Sequential Neural Networks for Classifying Dance Styles from Video

Video Action Recognition

Many video action recognition models rely on background information or context clues; these models are natural extensions of image processing, where only spatial information is needed. Our project focuses on classification of dance styles from video, a task that requires representation of motion because contextual information such as scenery or props is often sparse. We use Castro et al.'s Let's Dance dataset, designed specifically for this purpose. Our contribution is the application of sequential models to this dataset. We show that, while sequential models out-perform purely spatial models by roughly 10% accuracy, they are not as successful in dance style recognition as Castro's models, which use optical flow to explicitly encode motion.

Team
Tiffany Cheng
Julie Wang
Noa Bendit-Shtull

Study Overview

Identifying highly dynamic actions from video is a complicated task in visual recognition, with applications ranging from automatic video tagging to collision avoidance systems. Humans display almost full range of motion through dance, so identifying dance styles is an excellent case study for testing human motion identification methods.

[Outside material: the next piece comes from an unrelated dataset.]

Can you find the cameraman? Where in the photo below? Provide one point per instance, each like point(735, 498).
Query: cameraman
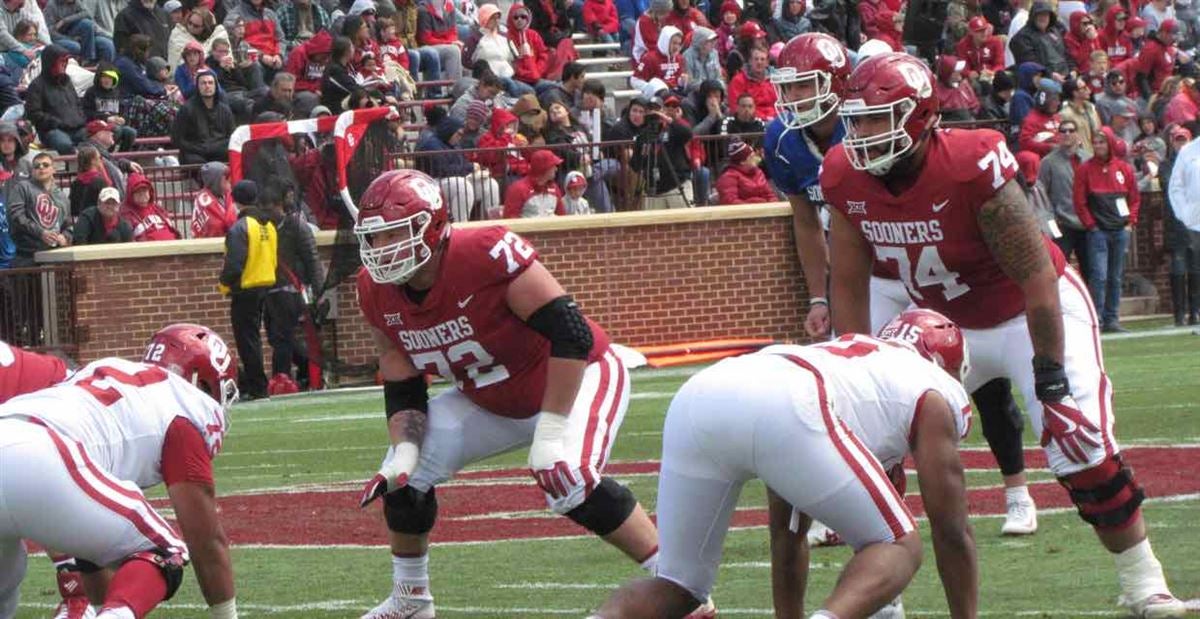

Our project is an action recognition task which seeks to classify video clips as one of ten types of dance: ballet, break dancing, flamenco, foxtrot, latin, quickstep, square, swing, tango, or waltz. For this task, we use the Let’s Dance dataset presented by Castro et al., which is comprised of 10-second video clips from YouTube. Some of these video clips occur in very similar settings, which makes them challenging to differentiate based on background imagery alone. For example, the dances below (tango, waltz, and foxtrot) are very difficult to distinguish.

As a result, a successful model will need to encode movement or pose information. We assess the effectiveness of several sequential models, including a traditional LSTM, in modeling dynamic movement. We find that, although these models achieve significantly better performance than the baseline frame-by-frame approach, they don’t achieve the accuracy of Castro’s temporal models.

Approach

Baseline

The traditional baseline method for action classification from video is a spatial model—that is, a frame-by-frame model with no temporal component. A CNN is trained on individual frames of a video. At test time, all frames of a video are individually classified, and the video’s final classification is the majority class of its frames. We compare our results to the frame by frame model introduced by Castro et al., which uses a pre-trained variant of CaffeNet that has been finetuned on the Let’s Dance dataset. This model achieves test accuracy of 56.4%.

Sequential Models

Like Castro et al., our method utilizes a two-stream late fusion model, shown in the figure at the top of the page. The two streams of data are RGB images and PoseNet skeleton data. Features are extracted from each RGB frame using Pytorch’s pretrained ResNet-18 model with the final layer converted to an identity layer, resulting in 512-dimensional features. Features are extracted from the PoseNet data using a shallow CNN with small filters adapted from Khalid and Yu (2019). The two streams of features are then concatenated.

To create sequences from these features, we subsample the original 30fps video clips, with the subsampling rate determined through hyperparameter tuning. This creates a sequence of length anywhere between 2 and 300 for each 10-second clip. This sequence of combined data is then input to one of three sequential models: an LSTM, an LSTM with self-attention, and a temporal convolutional neural network (TCN) from Bai et al..

In our LSTM, the addition of self-attention allows the model to determine which frames in a sequence should receive the most weight in the output. The attention mechanism used is scaled dot product self-attention, adapted from Vaswani et al. (2017). The authors advocate for using self-attention as opposed to the recurrent and convolutional layers commonly used for attention because it is computationally less complex and faster to compute. Self-attention also yields more interpretable models. The architecture is shown below.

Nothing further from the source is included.